Table 3 confirms that the full combination yields the best performance. Training only on clips improves short-term perception but fails at long-term reasoning. Training only on videos misses the fine details. The hierarchy acts as a scaffold for learning.

The Power of ATS

Finally, does the Sherlock-inspired sampler beat standard sampling?

Table 4: Sampler Ablation. ATS outperforms Uniform and Top-K sampling, even with fewer frames.

Table 4 compares ATS against Uniform sampling and Top-K (just taking the highest scoring frames). ATS wins in every category. Crucially, Top-K performs worse than Uniform in some cases because it focuses too much on the peak of the anomaly and misses the context leading up to it. ATS balances focus with context.

Qualitative Analysis

Numbers are great, but seeing is believing. Let’s look at the model’s output compared to a standard model (InternVL2).

Figure 5: Qualitative Comparison. Holmes-VAU (right column) correctly identifies anomalies that baseline models (center columns) miss or hallucinate.

In the second row (the street protest scene), the baseline model hallucinates details or gives a vague description. Holmes-VAU correctly identifies “violent behavior” and “property damage,” capturing the essence of the anomaly. In the last row (normal street), Holmes-VAU correctly states “There is no anomaly,” while the other models hallucinate a car crash that never happened.

Conclusion

Holmes-VAU represents a significant step forward in how AI understands video. By moving beyond simple frame-level scores and embracing a hierarchical view of time, it bridges the gap between seeing a pixel change and understanding a “crime.”

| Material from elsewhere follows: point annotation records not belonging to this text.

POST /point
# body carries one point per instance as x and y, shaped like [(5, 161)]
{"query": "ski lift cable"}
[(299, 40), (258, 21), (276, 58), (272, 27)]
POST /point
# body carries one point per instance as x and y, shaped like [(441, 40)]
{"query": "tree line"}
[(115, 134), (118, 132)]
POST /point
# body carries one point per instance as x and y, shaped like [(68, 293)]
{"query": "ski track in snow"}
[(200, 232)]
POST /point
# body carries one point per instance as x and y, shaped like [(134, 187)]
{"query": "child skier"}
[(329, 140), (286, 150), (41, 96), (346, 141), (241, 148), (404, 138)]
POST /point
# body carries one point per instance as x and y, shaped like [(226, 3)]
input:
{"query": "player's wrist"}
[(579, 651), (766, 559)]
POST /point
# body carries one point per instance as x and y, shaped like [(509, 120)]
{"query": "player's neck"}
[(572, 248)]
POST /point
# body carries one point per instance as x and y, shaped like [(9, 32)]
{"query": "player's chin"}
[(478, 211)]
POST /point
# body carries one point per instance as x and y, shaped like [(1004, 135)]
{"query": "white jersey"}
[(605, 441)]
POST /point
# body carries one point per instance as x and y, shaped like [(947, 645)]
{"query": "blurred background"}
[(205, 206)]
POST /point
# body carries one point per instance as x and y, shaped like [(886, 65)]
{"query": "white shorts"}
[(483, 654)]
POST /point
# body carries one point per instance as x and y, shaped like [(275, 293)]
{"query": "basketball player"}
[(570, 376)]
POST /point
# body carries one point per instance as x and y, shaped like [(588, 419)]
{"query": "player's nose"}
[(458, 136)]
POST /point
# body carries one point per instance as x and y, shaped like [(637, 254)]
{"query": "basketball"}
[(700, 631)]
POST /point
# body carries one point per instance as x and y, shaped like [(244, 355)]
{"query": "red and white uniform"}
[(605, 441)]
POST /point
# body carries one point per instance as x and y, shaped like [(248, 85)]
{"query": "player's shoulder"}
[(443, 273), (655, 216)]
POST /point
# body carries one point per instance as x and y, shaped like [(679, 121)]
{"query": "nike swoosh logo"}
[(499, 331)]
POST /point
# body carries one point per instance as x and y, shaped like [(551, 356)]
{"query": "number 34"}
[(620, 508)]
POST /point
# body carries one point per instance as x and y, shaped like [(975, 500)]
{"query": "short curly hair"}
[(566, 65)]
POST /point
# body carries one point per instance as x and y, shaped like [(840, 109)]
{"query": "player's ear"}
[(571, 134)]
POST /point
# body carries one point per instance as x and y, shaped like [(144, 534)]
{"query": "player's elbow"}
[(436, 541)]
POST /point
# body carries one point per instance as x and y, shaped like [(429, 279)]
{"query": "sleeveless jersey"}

The two key takeaways are:

  1. Data Hierarchy is Key: The HIVAU-70k benchmark shows that to teach a model about complex events, training data must describe the world at multiple granularities—from the micro-actions to the macro-events.
  2. Focus is Efficiency: The Anomaly-focused Temporal Sampler proves that we don’t need to process every frame to understand a video. We just need to find the right frames.

Just as Sherlock Holmes solves cases by filtering out the noise to find the signal, Holmes-VAU demonstrates that intelligent, adaptive sampling is the future of long-term video understanding. This opens exciting doors for real-world applications in safety, surveillance, and automated video analysis, where understanding the “why” is just as critical as detecting the “what.”